What research/project are you currently working on?

Now I am working with some great colleagues and acousticians at Efterklang, with the renovation of Aviichi Arena in Stockholm. I have the exiting job of working with the room acoustic modelling. Our aim for the arena, is to achieve good fan support for sports events, and of cause also good acoustics for large concert events.

How would you convince women to work in the world of sound?

I believe that women and men works pretty much the same, but I am personally staying in the business, because of the friendly and welcoming atmosphere amongst acousticians. From university times until today, more and less experienced colleagues have always been interested in idea and knowledge sharing. Further I like, that I can talk with everyone about acoustics, because we all have interesting experiences with sound in our lives.

Ursula Jernberg 

Freelance Photographer, Ursula Jernberg Photography, The Netherlands 

How did you get introduced working in the world of sound?

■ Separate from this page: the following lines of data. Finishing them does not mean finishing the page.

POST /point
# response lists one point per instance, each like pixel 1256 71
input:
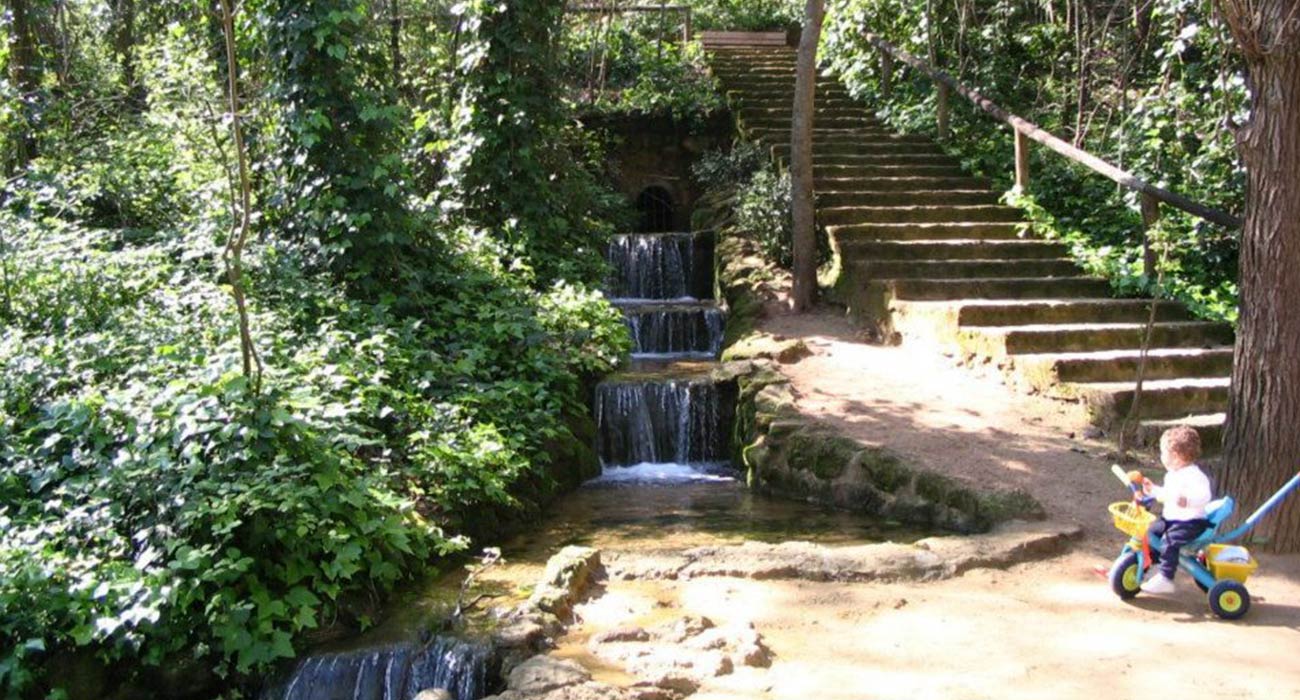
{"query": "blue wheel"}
pixel 1229 599
pixel 1126 575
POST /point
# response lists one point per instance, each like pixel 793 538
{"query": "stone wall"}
pixel 657 151
pixel 787 453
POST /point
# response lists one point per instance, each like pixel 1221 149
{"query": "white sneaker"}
pixel 1157 584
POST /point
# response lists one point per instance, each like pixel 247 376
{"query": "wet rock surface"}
pixel 928 560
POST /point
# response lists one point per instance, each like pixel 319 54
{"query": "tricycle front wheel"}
pixel 1229 599
pixel 1126 575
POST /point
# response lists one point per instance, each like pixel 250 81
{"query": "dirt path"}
pixel 1048 629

In 2009 I traveled with my camera to Norway. During a hiking tour with a Norwegian friend, I became acutely aware of outside space and nature. After a long walk, we arrived at a place alongside a country lake. It was at this place that I experienced true silence for the first time. Since then, I’ve been fascinated by silence.

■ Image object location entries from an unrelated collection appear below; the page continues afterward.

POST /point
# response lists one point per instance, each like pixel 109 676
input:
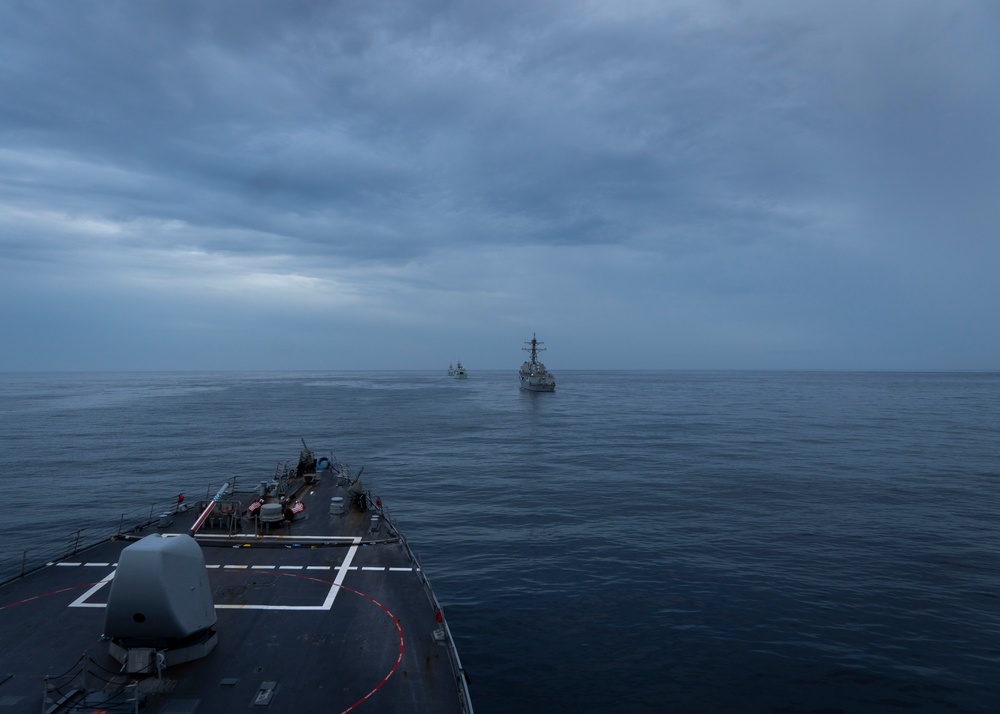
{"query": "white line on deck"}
pixel 82 600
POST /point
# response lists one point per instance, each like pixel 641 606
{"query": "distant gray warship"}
pixel 534 376
pixel 295 595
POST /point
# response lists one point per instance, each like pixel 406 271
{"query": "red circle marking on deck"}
pixel 369 598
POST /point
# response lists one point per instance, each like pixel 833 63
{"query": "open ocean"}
pixel 777 542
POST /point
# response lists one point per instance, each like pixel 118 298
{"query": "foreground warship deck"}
pixel 317 604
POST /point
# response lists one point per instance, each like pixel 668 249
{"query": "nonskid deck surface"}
pixel 324 614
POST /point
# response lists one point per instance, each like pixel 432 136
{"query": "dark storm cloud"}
pixel 789 174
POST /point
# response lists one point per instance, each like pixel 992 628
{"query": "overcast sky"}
pixel 672 184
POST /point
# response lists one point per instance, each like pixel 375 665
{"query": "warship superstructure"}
pixel 295 593
pixel 534 376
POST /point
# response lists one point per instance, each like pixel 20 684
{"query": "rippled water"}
pixel 634 542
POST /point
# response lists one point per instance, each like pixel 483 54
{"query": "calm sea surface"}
pixel 634 542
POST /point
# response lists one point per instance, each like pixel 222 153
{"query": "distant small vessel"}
pixel 534 376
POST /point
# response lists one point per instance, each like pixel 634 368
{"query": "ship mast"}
pixel 534 349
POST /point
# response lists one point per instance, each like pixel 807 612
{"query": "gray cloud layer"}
pixel 655 185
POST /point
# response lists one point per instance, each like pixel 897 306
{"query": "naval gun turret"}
pixel 160 610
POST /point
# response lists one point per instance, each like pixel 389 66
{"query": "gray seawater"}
pixel 635 542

What research/project are you most proud of?

I am the most proud of the project Seeing Silence. Where can we still find silence? To answer this question, I contacted the world-renowned acoustic ecologist, Gordon Hempton. I told Hempton about my experience in Norway and asked him where I could find the quietest place in the world. He told me of a place.. In 2019 I visited this place on Maui, Hawaii. I regard it as my personal calling to photograph quiet and undisturbed areas of the world before it disappears forever. I would like to make my audience more conscious of the environment. And I would like to share my experiences with you, bringing a feeling of calmness to my audience. People buy my work to create some quiet in their home or office. That’s an honor!

What research/project are you currently working on?

Last year I left Amsterdam and moved to a quiet area in The Netherlands called 'de Veluwe’. I am currently doing research on the most quiet place here. 

How would you convince women to work in the world of sound?

There will be no quiet and undisturbed places left within less than 10 years if we don’t take action to preserve our environment. For me, there is nothing more important. We have to stand up for our next generation. Would be amazing to see more women realizing this and creating awareness on this important and urgent topic!